OneSource was launched in 1992 by Schwab with eight mutual fund companies offering more than 80 funds; it now offers access to over 500 fund families and 4,700 no-load, no-transaction fee mutual funds. OneSource grew out of Schwab’s Mutual Fund Marketplace, which was launched in 1984 just as the independent advisor movement was taking off; it offered both no-load and load funds with transaction fees.

In the statement announcing the lower minimums, Schwab said mutual funds account for 43% of the total assets at Schwab, and 42% of Schwab retail households are invested in mutual funds. Since investors have been flocking to passive investing vehicles in the form of index mutual funds or ETFs, Hanson said that Schwab’s decision to lower minimums on OneSource’s mostly actively managed mutual funds does make the OneSource offerings “a little more competitive.”

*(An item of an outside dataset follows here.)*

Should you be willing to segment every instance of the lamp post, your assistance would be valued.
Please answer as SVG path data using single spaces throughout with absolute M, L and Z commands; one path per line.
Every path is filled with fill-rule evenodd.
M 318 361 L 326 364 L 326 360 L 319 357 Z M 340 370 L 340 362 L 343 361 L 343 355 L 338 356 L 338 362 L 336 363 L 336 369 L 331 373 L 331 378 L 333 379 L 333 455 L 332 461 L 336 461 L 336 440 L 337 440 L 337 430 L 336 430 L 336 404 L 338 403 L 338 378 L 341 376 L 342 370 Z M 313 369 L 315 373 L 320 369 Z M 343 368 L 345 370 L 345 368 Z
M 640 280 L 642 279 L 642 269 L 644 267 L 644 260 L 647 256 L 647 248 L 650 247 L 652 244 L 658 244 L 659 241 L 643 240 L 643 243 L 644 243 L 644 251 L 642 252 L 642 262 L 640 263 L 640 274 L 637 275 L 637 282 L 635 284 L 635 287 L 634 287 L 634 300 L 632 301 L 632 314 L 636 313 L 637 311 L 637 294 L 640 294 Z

In its latest activity report for the month ended Oct. 30, Schwab reported total client assets of $2.54 trillion, up 4% from October 2014 and up 5% from September 2015, with net new assets in the month of $10.5 billion.

In its most recent quarterly results, Schwab said its overall client assets of $2.4 trillion were flat compared to the third quarter of 2014. About $1.3 trillion is held by clients in retail accounts at Schwab Investor Services, with $1.1 trillion held in accounts at its RIA custodial division, Schwab Advisor Services.

Total client assets in Schwab Intelligent Portfolios, the company’s robo-advisor service, rose by $1.1 billion from Q2 to $4.1 billion as of Sept. 30. The company launched the retail version of its all-ETF digital advice platform in March 2015; the RIA version, Schwab Institutional Intelligent Portfolios, was launched in June of this year.